Die romantische Liebe – kein Ideal, sondern eine Idealisierung
Die Liebe ist nicht mehr das, was sie mal war – das hören wir von überall. Aber was ist die Liebe eigentlich?
Nein, ich will Sie hier nicht mit Definitionen langweilen, sondern nur eine ins Spiel bringen: Die große, romantische Liebe ist eher eine Erfindung von romantisierenden bürgerlichen Schriftstellern als eine Tatsache. Ziehen wir einmal die Phase der Verliebtheit ab, die für jedes Paar romantisch ist, dann lebten auch die Paare des 20. Jahrhunderts mehr oder weniger im Ehealltag, der alles andere als „romantisch“ sein kann. Tacheles geredet: Die „romantische Liebe“ ist kein Ideal, das man anstreben sollte, sondern eine Idealisierung eines Teiles der Liebe. Nun – und im 19. Jahrhundert musste man schon unter den Affären forschen, um überhaupt eine „romantische Liebe“ zu finden.
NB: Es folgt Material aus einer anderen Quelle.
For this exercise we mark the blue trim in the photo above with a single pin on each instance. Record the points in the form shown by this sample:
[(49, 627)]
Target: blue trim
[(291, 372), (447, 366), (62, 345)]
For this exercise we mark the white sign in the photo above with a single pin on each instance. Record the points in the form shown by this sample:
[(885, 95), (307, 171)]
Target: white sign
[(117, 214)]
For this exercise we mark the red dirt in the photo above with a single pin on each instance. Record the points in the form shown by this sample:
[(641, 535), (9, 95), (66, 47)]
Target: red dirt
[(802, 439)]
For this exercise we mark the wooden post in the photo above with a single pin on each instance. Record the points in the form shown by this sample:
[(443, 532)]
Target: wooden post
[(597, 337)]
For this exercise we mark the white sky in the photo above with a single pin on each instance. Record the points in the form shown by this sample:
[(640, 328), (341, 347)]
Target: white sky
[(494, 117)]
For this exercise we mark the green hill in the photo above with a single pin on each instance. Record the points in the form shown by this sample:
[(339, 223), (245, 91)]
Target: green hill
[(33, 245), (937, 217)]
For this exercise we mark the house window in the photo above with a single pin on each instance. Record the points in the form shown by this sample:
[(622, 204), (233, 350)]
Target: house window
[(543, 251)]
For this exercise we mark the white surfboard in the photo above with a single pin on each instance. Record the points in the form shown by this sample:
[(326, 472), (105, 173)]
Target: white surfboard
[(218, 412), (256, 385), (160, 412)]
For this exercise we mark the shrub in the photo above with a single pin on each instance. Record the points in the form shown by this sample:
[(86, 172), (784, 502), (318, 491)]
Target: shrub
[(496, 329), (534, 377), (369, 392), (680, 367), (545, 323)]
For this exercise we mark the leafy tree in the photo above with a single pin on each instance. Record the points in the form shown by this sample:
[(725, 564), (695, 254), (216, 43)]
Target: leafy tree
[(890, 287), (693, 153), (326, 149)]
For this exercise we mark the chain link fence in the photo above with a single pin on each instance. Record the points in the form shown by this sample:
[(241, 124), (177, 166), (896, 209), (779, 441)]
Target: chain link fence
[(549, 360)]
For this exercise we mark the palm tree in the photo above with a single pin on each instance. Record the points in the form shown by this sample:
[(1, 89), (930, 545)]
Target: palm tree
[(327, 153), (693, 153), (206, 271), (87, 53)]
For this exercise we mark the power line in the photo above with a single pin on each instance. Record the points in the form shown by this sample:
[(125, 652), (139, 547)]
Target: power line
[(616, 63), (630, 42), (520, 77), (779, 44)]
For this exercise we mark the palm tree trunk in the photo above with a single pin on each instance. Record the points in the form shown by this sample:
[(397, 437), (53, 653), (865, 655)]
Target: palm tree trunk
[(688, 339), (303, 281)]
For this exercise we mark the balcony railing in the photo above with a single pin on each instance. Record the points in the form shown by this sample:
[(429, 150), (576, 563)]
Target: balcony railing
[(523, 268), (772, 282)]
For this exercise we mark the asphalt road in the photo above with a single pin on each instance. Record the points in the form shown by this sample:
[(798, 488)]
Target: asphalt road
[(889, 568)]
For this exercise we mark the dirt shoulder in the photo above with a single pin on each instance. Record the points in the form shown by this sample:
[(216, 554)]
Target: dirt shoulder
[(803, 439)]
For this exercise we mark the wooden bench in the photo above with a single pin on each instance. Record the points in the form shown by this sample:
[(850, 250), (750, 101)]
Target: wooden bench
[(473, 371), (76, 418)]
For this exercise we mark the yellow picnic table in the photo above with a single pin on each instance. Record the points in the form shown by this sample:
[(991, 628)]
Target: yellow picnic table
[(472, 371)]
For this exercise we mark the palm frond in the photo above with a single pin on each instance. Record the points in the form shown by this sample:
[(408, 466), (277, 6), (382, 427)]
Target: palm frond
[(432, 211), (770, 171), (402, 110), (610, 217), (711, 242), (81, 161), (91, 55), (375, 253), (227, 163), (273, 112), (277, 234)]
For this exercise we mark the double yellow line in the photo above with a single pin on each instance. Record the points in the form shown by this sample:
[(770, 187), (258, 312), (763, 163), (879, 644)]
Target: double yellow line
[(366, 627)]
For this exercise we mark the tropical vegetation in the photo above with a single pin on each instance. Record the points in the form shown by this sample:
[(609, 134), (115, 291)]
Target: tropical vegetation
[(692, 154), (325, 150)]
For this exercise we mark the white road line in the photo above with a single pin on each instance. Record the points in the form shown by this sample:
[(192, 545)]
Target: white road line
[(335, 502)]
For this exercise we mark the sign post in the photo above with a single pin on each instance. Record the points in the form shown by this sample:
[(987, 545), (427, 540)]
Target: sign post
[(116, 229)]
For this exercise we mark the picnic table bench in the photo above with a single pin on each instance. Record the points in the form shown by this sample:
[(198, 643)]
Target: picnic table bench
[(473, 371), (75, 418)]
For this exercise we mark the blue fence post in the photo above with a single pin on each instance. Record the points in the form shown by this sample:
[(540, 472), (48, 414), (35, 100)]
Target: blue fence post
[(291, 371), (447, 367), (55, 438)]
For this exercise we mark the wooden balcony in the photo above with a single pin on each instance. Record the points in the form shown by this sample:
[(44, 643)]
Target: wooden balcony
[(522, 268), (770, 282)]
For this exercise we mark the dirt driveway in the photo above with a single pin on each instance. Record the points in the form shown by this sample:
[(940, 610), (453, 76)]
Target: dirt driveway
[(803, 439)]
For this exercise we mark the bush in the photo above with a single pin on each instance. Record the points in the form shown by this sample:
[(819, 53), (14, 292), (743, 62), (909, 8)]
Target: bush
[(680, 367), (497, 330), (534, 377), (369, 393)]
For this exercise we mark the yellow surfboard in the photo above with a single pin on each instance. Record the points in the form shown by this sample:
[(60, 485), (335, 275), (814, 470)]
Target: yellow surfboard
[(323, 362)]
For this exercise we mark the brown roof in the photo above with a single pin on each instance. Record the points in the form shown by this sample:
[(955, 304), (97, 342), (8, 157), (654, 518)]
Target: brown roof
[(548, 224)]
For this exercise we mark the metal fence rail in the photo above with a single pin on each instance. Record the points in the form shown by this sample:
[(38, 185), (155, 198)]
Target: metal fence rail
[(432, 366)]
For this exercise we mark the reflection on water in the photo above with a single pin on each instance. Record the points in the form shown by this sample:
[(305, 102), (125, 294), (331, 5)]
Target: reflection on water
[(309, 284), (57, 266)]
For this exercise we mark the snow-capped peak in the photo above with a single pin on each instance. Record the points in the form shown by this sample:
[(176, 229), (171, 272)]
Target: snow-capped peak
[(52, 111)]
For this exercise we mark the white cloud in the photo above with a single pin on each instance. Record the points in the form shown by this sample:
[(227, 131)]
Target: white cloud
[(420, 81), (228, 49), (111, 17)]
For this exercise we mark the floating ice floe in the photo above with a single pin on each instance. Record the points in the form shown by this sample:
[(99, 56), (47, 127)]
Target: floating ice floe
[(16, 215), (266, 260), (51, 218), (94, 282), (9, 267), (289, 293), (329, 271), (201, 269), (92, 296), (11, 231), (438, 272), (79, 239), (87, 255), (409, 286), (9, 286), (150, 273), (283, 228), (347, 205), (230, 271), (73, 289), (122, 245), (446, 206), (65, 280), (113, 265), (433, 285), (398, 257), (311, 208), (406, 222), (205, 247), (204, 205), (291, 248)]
Die WELT am SONNTAG fragte den Autor Wilhelm Schmid, ob denn im Internet „wirklich für jede und jeden scheinbar unendlich viele Partner zur Verfügung“ stehen würde, worauf Schmidt antwortete:
„Theoretisch ja. Und der Mensch greift immer begierig nach erweiterten Optionen. Bis ihm nach einiger Zeit klar wird: Immer wieder etwas Neues kostet Kraft und bringt selten Erfüllung.“
Damit hat er recht: Die Suche nach dem „Idealpartner“ kostet bereits viele Kraft, und wer immer wieder und immer wieder danach sucht, verschenkt einen Teil seines Lebens an eine Illusion.
Sicher lebt die moderne Zeit von Illusionen, aber mit den meisten können wir mittlerweile umgehen – hier die Illusion, der wir uns hingaben, dort die Realität.
Allerdings – die Menschen sind zumeist nicht auf die „große weite Welt“ und „unendliche Möglichkeiten“ vorbereitet. Viel der Partnersuchenden werden sogar von den scheinbar „unendlichen“ Möglichkeiten erschlagen – das ist übrigens der Grund, warum so viele Menschen inzwischen Partneragenturen auswählen statt Singlebörsen. Dazu Schmid:
„Es gab noch nie eine Zeit, in der sich so viele Möglichkeiten der Partnerwahl boten. Wir haben aber keine Ausbildung dafür und müssen uns mühselig einfinden.“
Das klingt plausibel und ist es doch nicht. Wer in den 1960er Jahren „tanzen ging“, musste auch aus einer großen Anzahl von Partnerinnen diejenige auswählen, die er attraktiv fand – und aus den betanzten Damen dann wieder diejenige, mit der er sich die besten Erfolge für seine Absichten ausmalen konnte – und die Dame musste selbstverständlich in ähnlicher Weise wählen. So gesehen unterscheidet sich Online-Dating nicht so wesentlich von konventionellem Kennenlernen. Die Feinauswahl trifft man bei Dates – und dabei kommt es darauf an, die Fähigkeit des Abwägens nicht zu vergessen, bevor der Liebesrausch einsetzt.